Facepalm. Kind of like someone I know who has a good lock but leaves the key under the mat!
Yeah stockfish is a neural net now. I play it when I’m off grid and surprisingly playing it for a week or two tends to temporarily improve my game. The trajectory is pretty interesting eg the Mechanical Turk (a “machine” that was really a human) and Deep Blue (that really was a machine but Kasparov suspected it of being a human).
I didn’t know that but it makes sense.
That’s what I love about chess, the rules are so simple but even a terrible low level player like me can be really surprised and have interesting games - but so can the great masters. And you’ll see a neat move online and they’ll be like yeah so & so played this in 1850 and caused a sensation.

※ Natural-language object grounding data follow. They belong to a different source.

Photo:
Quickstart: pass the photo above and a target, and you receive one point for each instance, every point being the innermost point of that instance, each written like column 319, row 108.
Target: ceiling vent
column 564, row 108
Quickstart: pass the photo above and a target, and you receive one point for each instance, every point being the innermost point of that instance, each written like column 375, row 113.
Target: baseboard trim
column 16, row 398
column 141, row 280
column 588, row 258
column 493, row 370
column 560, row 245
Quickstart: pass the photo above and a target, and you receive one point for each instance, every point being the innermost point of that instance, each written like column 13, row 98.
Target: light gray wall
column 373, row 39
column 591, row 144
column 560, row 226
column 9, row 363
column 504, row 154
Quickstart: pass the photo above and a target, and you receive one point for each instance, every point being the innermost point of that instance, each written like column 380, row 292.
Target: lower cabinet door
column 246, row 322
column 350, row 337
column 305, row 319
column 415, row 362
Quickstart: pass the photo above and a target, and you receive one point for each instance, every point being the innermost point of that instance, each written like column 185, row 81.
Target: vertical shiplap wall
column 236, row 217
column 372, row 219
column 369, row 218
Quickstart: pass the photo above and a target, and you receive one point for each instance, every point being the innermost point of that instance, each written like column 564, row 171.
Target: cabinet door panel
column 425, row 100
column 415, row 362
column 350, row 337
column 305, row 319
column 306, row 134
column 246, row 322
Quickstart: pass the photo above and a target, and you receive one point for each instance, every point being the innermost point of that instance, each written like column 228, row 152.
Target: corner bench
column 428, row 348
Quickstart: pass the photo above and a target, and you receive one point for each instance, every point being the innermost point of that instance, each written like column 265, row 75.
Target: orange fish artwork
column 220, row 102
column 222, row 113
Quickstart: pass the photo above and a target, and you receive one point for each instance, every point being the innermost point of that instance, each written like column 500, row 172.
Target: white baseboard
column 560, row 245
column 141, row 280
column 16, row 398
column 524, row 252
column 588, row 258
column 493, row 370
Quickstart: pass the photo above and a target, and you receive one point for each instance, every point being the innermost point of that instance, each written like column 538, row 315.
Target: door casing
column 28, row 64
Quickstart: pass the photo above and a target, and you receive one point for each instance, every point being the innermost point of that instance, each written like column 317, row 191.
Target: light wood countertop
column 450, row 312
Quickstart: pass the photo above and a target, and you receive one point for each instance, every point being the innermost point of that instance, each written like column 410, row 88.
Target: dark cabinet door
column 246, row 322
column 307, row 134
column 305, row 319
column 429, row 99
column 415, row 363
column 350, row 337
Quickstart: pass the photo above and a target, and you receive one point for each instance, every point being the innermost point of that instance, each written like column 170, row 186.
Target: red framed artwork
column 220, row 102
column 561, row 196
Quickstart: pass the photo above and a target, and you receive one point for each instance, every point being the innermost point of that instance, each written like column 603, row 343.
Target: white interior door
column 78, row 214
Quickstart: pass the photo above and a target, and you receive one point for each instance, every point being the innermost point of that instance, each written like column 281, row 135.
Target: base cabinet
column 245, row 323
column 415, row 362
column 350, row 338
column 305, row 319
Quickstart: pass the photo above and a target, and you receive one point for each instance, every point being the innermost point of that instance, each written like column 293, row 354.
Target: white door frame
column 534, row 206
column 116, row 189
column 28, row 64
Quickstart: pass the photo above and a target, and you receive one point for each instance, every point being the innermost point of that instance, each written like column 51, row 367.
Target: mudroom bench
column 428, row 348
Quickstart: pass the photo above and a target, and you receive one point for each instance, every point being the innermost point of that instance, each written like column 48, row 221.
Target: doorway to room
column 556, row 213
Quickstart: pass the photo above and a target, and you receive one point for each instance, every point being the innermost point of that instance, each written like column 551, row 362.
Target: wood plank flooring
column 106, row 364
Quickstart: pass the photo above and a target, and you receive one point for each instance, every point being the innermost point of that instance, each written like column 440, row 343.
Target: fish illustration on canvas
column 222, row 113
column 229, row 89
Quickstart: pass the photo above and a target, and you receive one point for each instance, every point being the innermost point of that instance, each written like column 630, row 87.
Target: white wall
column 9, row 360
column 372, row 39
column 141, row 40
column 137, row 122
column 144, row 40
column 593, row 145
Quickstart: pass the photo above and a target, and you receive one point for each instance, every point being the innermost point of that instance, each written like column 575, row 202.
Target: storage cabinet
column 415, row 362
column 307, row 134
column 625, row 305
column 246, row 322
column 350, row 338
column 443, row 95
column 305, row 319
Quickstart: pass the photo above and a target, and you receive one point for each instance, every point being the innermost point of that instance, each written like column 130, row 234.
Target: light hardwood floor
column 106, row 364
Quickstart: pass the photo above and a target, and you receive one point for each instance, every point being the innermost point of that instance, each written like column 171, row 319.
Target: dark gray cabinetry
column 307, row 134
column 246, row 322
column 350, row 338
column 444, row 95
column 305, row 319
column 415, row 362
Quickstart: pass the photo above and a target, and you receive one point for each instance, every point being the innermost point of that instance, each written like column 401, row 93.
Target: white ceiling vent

I kind of wish now that I never stopped playing it as a kid. I loved it when I was little but the “big boys at school” put me off it when I was about 8 and I assumed you needed to be especially brilliant at maths to do okay but you don’t really. It’s more about pattern recognition and all kinds of devious plots.
Oh I’d forgotten about the Mechanical Turk!
That “so & so played this in 1850” is also what puts me off it sometimes. I play a bit (on my phone, no one to play it with IRL), I’m not that good, and I feel like getting better involves memorising the right moves. Especially getting into a good position early game. I don’t really have the time, and even more so I don’t have the will to memorise things.
I don’t have the capacity for a lot of memorization either so I play openings that don’t have much “theory”/memorization, like the london system (unlike normal openings, with a system opening you more or less play the same moves no matter what), or weird openings. That we we get off book and into having to think for yourself more quickly.
I just play against humans on lichess, with a time limit like 5 or 10 minutes.
Maybe I should try an opening system like that.
I get bored easily so don’t really play online against other people because I don’t want to be the guy that quits when he’s losing, even though I definitely quit when I’m losing against the computer.
I don’t think anyone minds the other person quitting as long as they hit the resign button. A lot of people quit when their queen dies. Also there are thousands of players so it’s quite rare to even play the same person again.
I’m so bad at chess that I’m pretty sure some of my opponents quit when their mum calls them for dinner. 😃 (after you play a few games to calibrate it matches you with people at the same skill level).
Haha well my other reason is that I don’t want to quit but I have a kid wanting attention 😆
Maybe the social interaction just gives me anxiety 😆
Back when we had a cat I used to play agario and then slitherio and I swear about 30% of my in game deaths were from the cat wanting attention! Would be way harder with kids!
That’s the other thing about chess being all ages tho, you can turn off the chat altogether on the big chess sites and they also have a button (automatic “good game” on chess.com, my favourite site lichess.org has buttons for hi, good luck, good game, gtg and bye). Also no one talks at all in most of the 1 to 3 min speed chess.
Sheesh I’m beginning to sound like some kind of shill for Big Chess.😄
Edit; wait, how do I stop it autolinking?
Haha maybe I’ll get there one day, once I get over my imposter syndrome. I’m playing chess, but I’m not a chess player, so what business do I have playing against real people 😅
To my knowledge, you can’t!
I know what you mean, I’m like that with the irl chess club. I kind of want to join but I’m way too chicken.